How do you tell the truth? Are cold hard facts enough to get the whole story across?
Spokane Civic Theatre’s production of “The Lifespan of a Fact,” a one-act play by Jeremy Kareken, David Murrell and Gordon Farrell, opens in the Firth J. Chew Studio Theatre on Friday at 7:30 p.m.
“I think it’s really timely,” director Marianne McLaughlin said. “It deals with the whole idea of when and what do we read, (and) is it something that we can trust? Is it factual, is it not?”
After the 2002 death of 16-year-old Levi Presley, Harper’s Bazaar commissioned John D’Agata to write an essay exploring the prevalence of suicide in Las Vegas. Written in 2003 under the title “What Happens There,” the article was shelved when the magazine’s editors took issue with D’Agata’s liberal use of “creative license.”
Recently graduated, Jim Fingal (Nicholas Griep) has just landed a job fact-checking articles for “one of the best magazines in the country,” when his boss hands him a big assignment: “a groundbreaking piece by author John D’Agata (Jamie Flanery).

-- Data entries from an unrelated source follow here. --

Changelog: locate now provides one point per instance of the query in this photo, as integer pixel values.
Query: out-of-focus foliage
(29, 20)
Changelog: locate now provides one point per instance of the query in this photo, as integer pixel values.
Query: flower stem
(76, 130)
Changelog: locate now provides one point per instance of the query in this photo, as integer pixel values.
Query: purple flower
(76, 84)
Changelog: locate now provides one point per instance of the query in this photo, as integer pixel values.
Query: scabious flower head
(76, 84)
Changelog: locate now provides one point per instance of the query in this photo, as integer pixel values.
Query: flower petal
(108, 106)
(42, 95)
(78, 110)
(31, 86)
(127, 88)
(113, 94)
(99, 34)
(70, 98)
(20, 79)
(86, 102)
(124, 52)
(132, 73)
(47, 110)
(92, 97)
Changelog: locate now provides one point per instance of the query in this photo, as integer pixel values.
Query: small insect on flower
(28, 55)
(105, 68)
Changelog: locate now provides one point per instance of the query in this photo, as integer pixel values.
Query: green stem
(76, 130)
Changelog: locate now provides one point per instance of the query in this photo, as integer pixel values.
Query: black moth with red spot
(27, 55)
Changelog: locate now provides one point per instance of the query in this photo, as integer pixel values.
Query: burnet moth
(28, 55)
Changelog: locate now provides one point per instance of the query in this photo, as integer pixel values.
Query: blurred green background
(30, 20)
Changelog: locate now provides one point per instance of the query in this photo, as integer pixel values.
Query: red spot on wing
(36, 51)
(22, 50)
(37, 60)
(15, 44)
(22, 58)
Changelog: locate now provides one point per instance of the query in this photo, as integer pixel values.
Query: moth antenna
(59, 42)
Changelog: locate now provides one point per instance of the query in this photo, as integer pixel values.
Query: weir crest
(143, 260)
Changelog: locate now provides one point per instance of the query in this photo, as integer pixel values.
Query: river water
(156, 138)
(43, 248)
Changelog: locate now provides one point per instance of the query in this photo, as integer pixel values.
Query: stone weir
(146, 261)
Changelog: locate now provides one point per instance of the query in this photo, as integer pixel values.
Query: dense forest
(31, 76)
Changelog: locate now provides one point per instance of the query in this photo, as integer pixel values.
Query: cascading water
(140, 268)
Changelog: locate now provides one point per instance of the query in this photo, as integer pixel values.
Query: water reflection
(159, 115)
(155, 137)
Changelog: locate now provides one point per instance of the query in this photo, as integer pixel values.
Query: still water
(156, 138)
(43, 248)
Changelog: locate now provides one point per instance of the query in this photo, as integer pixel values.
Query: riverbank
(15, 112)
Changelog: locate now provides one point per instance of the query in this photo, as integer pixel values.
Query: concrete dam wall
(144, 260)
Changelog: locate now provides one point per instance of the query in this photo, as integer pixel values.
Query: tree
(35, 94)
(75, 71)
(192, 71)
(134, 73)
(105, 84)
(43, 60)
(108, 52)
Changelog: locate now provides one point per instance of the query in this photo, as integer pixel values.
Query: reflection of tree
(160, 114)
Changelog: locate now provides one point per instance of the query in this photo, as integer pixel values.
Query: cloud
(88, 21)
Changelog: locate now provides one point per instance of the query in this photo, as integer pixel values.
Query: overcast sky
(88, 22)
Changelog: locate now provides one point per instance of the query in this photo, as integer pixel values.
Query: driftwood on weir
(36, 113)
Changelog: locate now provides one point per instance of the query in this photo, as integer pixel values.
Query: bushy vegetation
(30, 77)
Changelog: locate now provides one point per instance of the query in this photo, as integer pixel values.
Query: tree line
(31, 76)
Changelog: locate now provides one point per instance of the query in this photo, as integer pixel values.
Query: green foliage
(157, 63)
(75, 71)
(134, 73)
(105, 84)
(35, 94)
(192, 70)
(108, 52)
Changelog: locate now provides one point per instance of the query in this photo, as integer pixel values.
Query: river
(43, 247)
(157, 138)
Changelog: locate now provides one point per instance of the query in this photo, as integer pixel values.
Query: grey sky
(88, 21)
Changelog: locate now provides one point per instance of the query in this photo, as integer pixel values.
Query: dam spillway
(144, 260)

“But Fingal has one huge problem – D’Agata made up a lot of his article.” The two face off in an amusing but serious battle: facts vs. truth.
Over the course of the play, the dramatized argument draws from the personal opinions of both authors as the characters address the definition of nonfiction with respect to the importance of facts and nonfiction.
Drawing from memories and documented conversations taken from D’Agata and Fingal, the play is still very much a dramatization and often departs from the original text.
“It’s basically their conversations and arguments over this piece that he’s written – conversations that in real life led to a seven-year journey of emails and texts, arguing back and forth about the idea of a ‘lyric essay’ and what was truly journalism,” McLaughlin said.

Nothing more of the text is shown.